Ils se concertèrent en silence, cherchant une solution efficace.

-Nous ne pouvons rien faire mais les autres humains pourraient peut-être. Il faudrait que l'on aille les retrouver pour les faire venir jusqu'ici.

-Mais comment!? Nous sommes attachés!

-Ce serait trop long de tous nous évader. Nous libérerons l'un de nous en rongeant son harnais et il partira à la recherche de quelqu'un.

Ils se regardèrent tour à tour puis, l'attention des frères se posa sur Moka.

-Tu es le plus rapide d'entre nous. Ce sera toi qui ira chercher de l'aide.

Ils se rapprochèrent de la laisse du chien entièrement noir et commencèrent à la rogner. En peu de temps, Moka fut libre et ne perdit pas de temps pour rejoindre le chalet. Malgré la fatigue, il courait aussi vite que lui permettaient ses jambes engourdies. Il arriva finalement chez lui où il trouva un humain. Il se mit à aboyer pour lui faire comprendre qu'il y avait un problème.

-Qu'est-ce que tu fais ici? Et où sont les autres?

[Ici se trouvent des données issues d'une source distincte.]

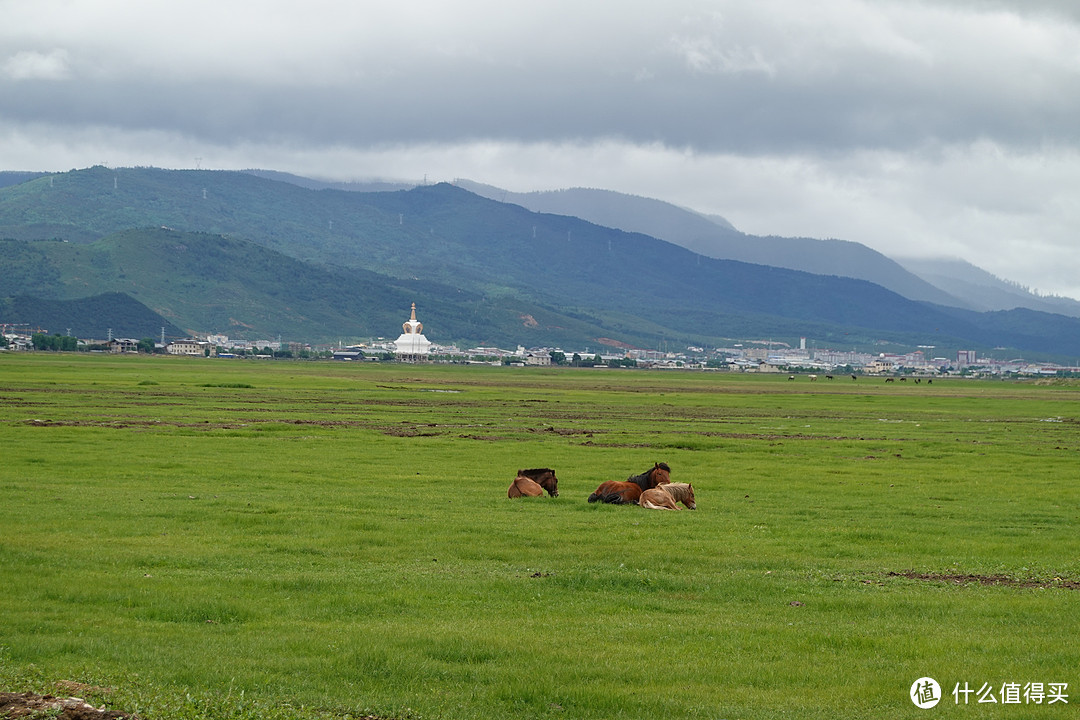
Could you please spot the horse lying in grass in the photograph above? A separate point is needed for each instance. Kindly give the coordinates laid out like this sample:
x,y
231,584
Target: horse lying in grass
x,y
664,497
532,483
628,491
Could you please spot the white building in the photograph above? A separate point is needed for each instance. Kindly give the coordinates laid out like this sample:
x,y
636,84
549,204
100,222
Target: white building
x,y
412,345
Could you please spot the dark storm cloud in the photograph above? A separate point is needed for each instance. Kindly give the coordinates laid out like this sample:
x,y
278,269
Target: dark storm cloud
x,y
944,126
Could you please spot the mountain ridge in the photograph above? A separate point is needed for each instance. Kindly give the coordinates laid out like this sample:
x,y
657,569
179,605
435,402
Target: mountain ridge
x,y
603,282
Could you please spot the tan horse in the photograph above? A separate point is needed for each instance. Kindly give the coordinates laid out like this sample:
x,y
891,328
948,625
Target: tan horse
x,y
527,481
626,492
664,497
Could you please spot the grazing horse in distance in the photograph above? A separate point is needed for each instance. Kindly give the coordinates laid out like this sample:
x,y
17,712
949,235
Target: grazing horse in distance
x,y
664,497
628,492
542,477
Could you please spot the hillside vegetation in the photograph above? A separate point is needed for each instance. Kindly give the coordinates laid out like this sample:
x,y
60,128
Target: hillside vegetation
x,y
331,263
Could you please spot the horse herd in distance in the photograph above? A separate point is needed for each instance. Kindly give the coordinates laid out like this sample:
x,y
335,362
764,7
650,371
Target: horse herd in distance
x,y
651,489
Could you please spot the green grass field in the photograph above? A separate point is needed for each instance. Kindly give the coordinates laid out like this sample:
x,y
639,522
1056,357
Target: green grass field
x,y
228,539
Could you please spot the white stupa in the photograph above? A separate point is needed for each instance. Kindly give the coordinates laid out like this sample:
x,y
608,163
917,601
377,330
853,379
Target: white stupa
x,y
412,344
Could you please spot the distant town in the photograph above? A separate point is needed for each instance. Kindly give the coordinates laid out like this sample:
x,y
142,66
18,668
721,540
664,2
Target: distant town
x,y
753,357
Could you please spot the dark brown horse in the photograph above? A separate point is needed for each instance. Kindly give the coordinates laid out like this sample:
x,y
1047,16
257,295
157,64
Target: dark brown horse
x,y
543,478
626,492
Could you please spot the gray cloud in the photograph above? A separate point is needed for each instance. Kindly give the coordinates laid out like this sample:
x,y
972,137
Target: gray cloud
x,y
910,126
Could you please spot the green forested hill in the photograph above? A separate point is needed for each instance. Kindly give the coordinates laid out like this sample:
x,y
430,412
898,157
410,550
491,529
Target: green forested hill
x,y
271,257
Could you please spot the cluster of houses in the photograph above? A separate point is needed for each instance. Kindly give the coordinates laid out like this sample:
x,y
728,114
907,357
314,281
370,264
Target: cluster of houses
x,y
758,356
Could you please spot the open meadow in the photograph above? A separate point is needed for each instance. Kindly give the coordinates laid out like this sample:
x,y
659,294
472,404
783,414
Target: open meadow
x,y
204,538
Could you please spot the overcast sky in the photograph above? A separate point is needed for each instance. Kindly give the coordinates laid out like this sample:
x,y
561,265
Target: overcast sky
x,y
943,128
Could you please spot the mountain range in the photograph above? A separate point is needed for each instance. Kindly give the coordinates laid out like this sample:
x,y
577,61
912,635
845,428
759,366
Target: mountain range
x,y
258,254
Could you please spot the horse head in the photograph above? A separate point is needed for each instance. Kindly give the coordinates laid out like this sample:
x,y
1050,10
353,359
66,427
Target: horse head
x,y
688,500
544,477
660,474
549,483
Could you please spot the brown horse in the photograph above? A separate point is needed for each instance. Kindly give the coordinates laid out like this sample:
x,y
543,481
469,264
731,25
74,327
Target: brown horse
x,y
532,483
626,492
664,497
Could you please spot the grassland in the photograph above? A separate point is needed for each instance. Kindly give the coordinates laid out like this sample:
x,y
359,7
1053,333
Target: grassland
x,y
227,539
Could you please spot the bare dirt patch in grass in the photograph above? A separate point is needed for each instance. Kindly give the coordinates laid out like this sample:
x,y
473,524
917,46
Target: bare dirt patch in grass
x,y
969,579
31,705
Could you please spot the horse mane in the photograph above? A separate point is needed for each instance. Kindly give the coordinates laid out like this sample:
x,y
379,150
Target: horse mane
x,y
678,491
532,472
643,480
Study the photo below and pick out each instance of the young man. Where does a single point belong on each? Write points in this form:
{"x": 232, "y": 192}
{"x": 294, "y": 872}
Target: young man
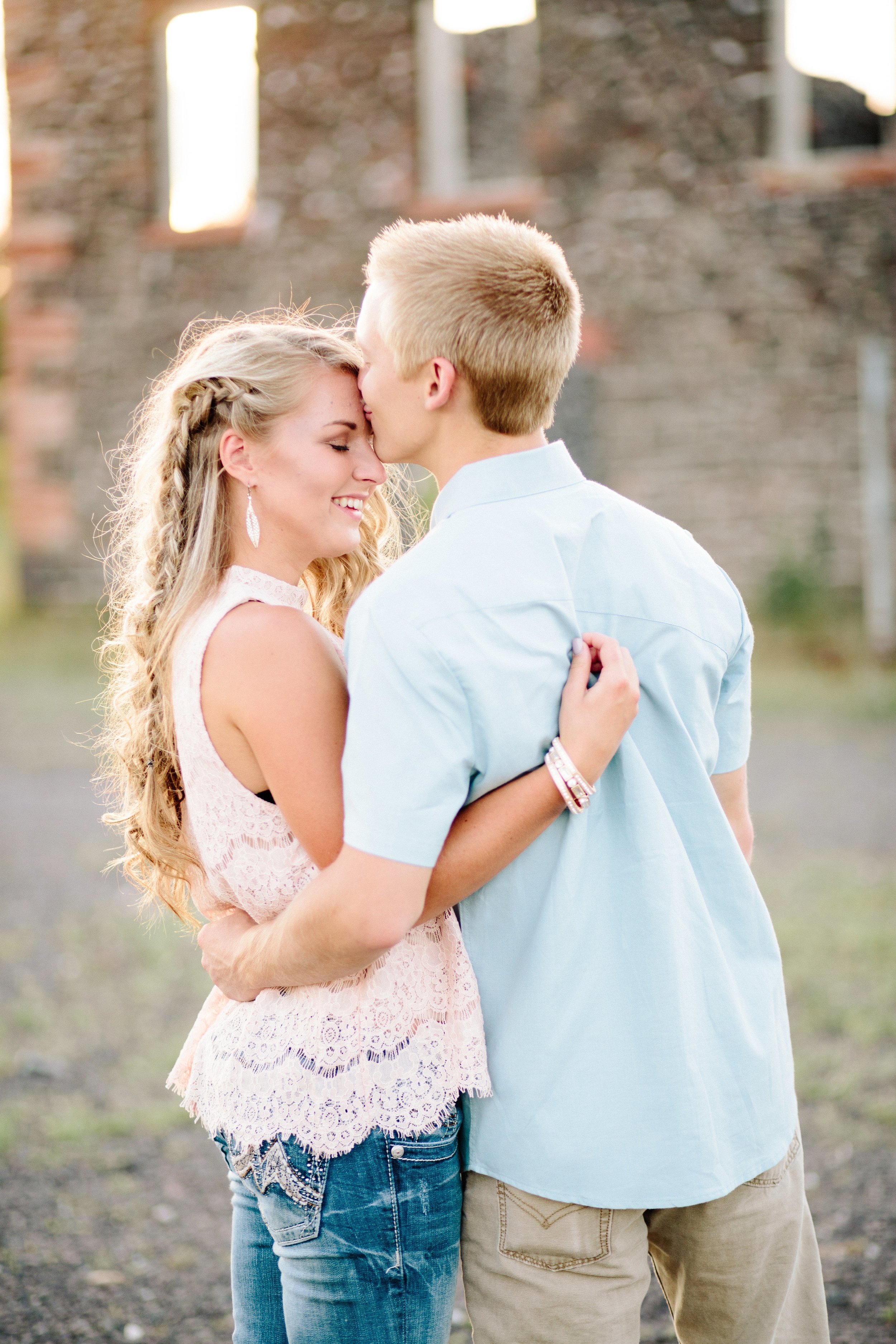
{"x": 630, "y": 979}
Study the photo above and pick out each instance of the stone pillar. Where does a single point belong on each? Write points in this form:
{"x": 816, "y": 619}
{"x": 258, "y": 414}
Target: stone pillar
{"x": 42, "y": 322}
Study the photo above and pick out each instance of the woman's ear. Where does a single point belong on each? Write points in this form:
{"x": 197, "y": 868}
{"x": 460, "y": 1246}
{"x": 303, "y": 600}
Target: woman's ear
{"x": 235, "y": 457}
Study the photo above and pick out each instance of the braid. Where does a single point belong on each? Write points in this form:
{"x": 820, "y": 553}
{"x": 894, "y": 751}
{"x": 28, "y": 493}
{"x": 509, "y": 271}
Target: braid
{"x": 170, "y": 545}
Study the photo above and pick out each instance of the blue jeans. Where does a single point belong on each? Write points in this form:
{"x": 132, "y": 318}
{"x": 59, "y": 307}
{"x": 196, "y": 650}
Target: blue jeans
{"x": 361, "y": 1249}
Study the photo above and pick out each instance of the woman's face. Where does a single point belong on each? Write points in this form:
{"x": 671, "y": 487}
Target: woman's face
{"x": 315, "y": 472}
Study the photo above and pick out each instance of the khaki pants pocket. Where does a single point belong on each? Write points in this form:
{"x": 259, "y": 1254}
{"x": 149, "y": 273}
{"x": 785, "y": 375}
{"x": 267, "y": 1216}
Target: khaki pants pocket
{"x": 549, "y": 1234}
{"x": 777, "y": 1174}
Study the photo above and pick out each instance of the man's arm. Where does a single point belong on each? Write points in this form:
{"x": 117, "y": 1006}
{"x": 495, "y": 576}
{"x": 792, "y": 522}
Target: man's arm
{"x": 731, "y": 791}
{"x": 362, "y": 905}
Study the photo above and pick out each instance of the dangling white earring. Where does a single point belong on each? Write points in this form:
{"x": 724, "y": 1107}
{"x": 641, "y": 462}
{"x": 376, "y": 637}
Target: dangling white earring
{"x": 252, "y": 522}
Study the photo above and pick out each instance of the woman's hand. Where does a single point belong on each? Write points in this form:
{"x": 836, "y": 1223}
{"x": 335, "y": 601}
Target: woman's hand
{"x": 594, "y": 722}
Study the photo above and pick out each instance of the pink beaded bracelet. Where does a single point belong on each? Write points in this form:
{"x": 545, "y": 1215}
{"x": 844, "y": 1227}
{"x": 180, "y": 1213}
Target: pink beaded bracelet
{"x": 571, "y": 784}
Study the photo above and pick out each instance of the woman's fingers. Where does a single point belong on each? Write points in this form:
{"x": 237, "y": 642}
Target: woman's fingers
{"x": 580, "y": 670}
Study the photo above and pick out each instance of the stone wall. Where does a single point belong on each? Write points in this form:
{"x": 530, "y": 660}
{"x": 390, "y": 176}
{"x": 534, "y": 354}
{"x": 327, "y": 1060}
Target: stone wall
{"x": 718, "y": 382}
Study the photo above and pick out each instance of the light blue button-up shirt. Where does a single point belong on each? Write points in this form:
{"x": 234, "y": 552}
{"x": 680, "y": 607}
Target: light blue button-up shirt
{"x": 630, "y": 979}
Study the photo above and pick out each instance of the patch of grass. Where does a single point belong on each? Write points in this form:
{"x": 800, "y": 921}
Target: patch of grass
{"x": 49, "y": 685}
{"x": 824, "y": 682}
{"x": 54, "y": 642}
{"x": 837, "y": 933}
{"x": 78, "y": 1123}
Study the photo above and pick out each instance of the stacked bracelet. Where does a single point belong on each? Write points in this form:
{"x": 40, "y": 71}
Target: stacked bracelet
{"x": 574, "y": 788}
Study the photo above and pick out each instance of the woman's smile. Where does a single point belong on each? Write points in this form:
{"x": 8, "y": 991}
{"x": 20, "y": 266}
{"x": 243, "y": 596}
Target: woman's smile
{"x": 352, "y": 505}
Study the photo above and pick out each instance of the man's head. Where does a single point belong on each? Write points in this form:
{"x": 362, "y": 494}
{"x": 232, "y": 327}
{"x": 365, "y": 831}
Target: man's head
{"x": 477, "y": 318}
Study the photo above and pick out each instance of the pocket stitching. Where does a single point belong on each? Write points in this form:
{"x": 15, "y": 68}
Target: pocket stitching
{"x": 765, "y": 1182}
{"x": 571, "y": 1261}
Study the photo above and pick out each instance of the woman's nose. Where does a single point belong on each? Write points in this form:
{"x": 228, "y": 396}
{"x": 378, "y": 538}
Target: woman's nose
{"x": 370, "y": 468}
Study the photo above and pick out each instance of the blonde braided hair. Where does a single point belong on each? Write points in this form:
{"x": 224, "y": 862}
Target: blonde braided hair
{"x": 170, "y": 548}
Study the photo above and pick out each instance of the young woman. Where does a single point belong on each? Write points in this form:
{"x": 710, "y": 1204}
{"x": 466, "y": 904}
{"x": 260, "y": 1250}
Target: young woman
{"x": 252, "y": 511}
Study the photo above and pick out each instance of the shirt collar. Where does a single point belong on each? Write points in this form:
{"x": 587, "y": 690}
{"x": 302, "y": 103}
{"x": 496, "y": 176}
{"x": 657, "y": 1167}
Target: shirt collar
{"x": 507, "y": 478}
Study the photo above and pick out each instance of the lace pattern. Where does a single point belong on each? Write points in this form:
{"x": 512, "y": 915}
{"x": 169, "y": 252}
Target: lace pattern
{"x": 390, "y": 1048}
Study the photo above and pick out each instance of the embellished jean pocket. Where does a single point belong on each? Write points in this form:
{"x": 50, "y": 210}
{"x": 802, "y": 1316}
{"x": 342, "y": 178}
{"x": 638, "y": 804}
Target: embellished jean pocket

Moka se mit à ses pieds et attrapa son pantalon à l'aide de sa mâchoire, tentant désespérément de l'inciter à le suivre.

-Il doit y avoir un problème.

Il fit signe au chien de ne plus bouger et partit demander de l'aide à ses camarades. Une fois tout le monde prêt, ils suivirent Moka qui leur indiqua le chemin à emprunter. Ils arrivèrent à destination et les hommes se coordonnèrent pour libérer ces pauvres gens.

Cette histoire se termina sans trop de dégâts. Mis à part l'un des touristes qui s'était tordu le poignet, tout le monde en était sorti indemne.

Moka eut droit à de bonnes caresses et des acclamations pour son acte héroïque. Ses maîtres étaient très fiers de lui.

De retour chez eux, tout le monde fit la fête pour célébrer le courage de leur fidèle animal.

Avec vaillance, Moka se tourna vers Snow qui resta assis sur son tapis, une aura menaçante émanant de son corps. Il lui avait volé la vedette et ça l'agaçait profondément. Sûr de lui, Moka déclara:

-Avoir du cœur n'est pas une question de couleur de peau.